Prises de parole

Reviewed by Patricia Godbout

« Nous sommes partis à la brunante, le soir du 23 avril [1885]. Notre troupe se composait de deux-cents hommes : Métis, Sauteux, Cris, Sioux et Canadiens. Riel nous accompagnait. Dans les haltes, il nous faisait dire le chapelet. » Lire les Mémoires et récits de vie de Gabriel Dumont, c’est se sentir tout proche des événements de la Rébellion du Nord-Ouest dans leur déroulement même, au fil des batailles, des bons coups, des revers, des désertions, des redditions ou fuites vers les États-Unis. On est frappé par l’intelligence tactique de Dumont et par la grande ténacité de ce groupe d’hommes et de femmes que John A. MacDonald appelait avec mépris les « mangeurs de pemmican ». Cette réédition revue, établie et annotée par Denis Combet est bienvenue car elle remet en circulation des textes essentiels à notre compréhension de cette page troublante de l’histoire du Canada. Le lecteur aperçoit notamment Louis Riel à travers les yeux de Gabriel, qui va à sa rencontre au Montana en 1884 pour l’enjoindre de revenir avec lui à Batoche, qui l’aperçoit à cheval au milieu de la bataille, n’ayant pour toute arme qu’un crucifix, et qui le cherchera en vain pendant quatre jours après la défaite, ne pouvant se résoudre à chercher refuge aux États-Unis sans savoir où était son ami, lequel s’était rendu « au camp ennemi ».

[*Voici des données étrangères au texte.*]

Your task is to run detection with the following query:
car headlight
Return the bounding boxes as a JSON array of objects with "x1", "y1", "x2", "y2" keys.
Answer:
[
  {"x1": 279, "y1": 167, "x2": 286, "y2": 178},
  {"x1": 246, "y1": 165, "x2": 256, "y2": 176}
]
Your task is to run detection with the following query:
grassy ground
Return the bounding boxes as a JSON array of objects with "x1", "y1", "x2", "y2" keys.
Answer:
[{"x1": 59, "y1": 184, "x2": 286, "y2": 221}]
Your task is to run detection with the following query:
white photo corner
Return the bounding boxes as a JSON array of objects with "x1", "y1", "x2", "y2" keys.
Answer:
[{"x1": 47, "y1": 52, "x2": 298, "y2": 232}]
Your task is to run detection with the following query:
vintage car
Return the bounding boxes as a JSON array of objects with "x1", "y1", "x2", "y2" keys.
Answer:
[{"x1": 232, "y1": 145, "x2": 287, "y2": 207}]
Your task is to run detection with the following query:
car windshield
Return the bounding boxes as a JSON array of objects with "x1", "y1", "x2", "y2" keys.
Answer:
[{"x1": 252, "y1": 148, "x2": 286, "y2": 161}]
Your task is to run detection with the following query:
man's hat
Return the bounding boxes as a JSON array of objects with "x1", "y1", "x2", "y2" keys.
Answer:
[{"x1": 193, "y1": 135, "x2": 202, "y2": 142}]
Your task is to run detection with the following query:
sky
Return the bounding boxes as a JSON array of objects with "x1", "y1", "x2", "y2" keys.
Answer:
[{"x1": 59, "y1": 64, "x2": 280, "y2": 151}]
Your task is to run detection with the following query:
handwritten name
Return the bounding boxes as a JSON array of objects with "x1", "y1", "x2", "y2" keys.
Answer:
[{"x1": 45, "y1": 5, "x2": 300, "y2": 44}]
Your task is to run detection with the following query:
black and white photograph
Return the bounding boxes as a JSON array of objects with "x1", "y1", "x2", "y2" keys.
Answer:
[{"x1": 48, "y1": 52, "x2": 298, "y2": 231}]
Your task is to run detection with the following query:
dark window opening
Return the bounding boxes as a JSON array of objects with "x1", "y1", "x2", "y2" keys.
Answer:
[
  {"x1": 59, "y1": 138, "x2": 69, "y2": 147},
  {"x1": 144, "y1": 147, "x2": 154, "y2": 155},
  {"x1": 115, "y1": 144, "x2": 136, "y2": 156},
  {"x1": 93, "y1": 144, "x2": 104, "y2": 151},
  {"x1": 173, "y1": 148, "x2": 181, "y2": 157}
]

Dans un essai polymorphe intitulé Perspectives créoles sur la culture et l’identité franco-ontariennes, Aurélie Lacassagne se désole de l’oubli dans lequel sont tombés « les rêves et la sagesse de Dumont » et déplore une certaine négation du métissage, qui est pourtant une donnée de base du passé des Franco-Ontariens et une condition de leur avenir. L’auteure, d’origine française, explique qu’elle a choisi de s’intégrer à la minorité francophone de Sudbury et de placer ce « Nous franco-sudburois » au centre de son essai. Elle rappelle les études de Fernand Dorais, qui a montré comment une identité proprement franco-ontarienne s’est créée au cours des années 1970 dans le contexte de l’implosion de l’identité canadienne-française. Est ainsi retracée dans les grandes lignes l’histoire de la Coopérative des artistes du Nouvel-Ontario (CANO), de la fondation de la maison d’édition Prise de parole (qui publie son essai) et du Théâtre du Nouvel-Ontario. Empruntant des notions tant aux cultural studies qu’aux concepts de créolisation d’Édouard Glissant ou à la théorie de Deleuze et Guattari sur les littératures mineures, Lacassagne propose une réflexion sur le rôle de la culture en situation minoritaire, en soulignant le lourd fardeau sur les épaules de ceux qui cherchent à créer un « espace de culture » dans un tel contexte. Une des idées de base de cet essai est celle du rôle de la littérature comme agent de changement social, idée que l’auteure met en acte en proposant des analyses — qu’elle  qualifie elle-même d’hétérodoxes — de poésies franco-ontariennes. Cet essai se lit comme une sorte de bilan, fait par l’auteure, de son engagement envers sa communauté d’adoption, pour laquelle elle prend fait et cause. On a le sentiment qu’elle a voulu lui redonner quelque chose, après avoir été tellement transformée par elle, ce qui l’a poussée vers une forme essayistique délibérément disjonctée — combinant textes de création, réflexions sociopolitiques et analyses littéraires — qui s’accorde avec la disjonction inhérente au sujet dont elle traite.

Le devenir franco-ontarien et métis se construit sur les traces mémorielles et discursives consignées dans des ouvrages comme ceux de Combet et de Lacassagne.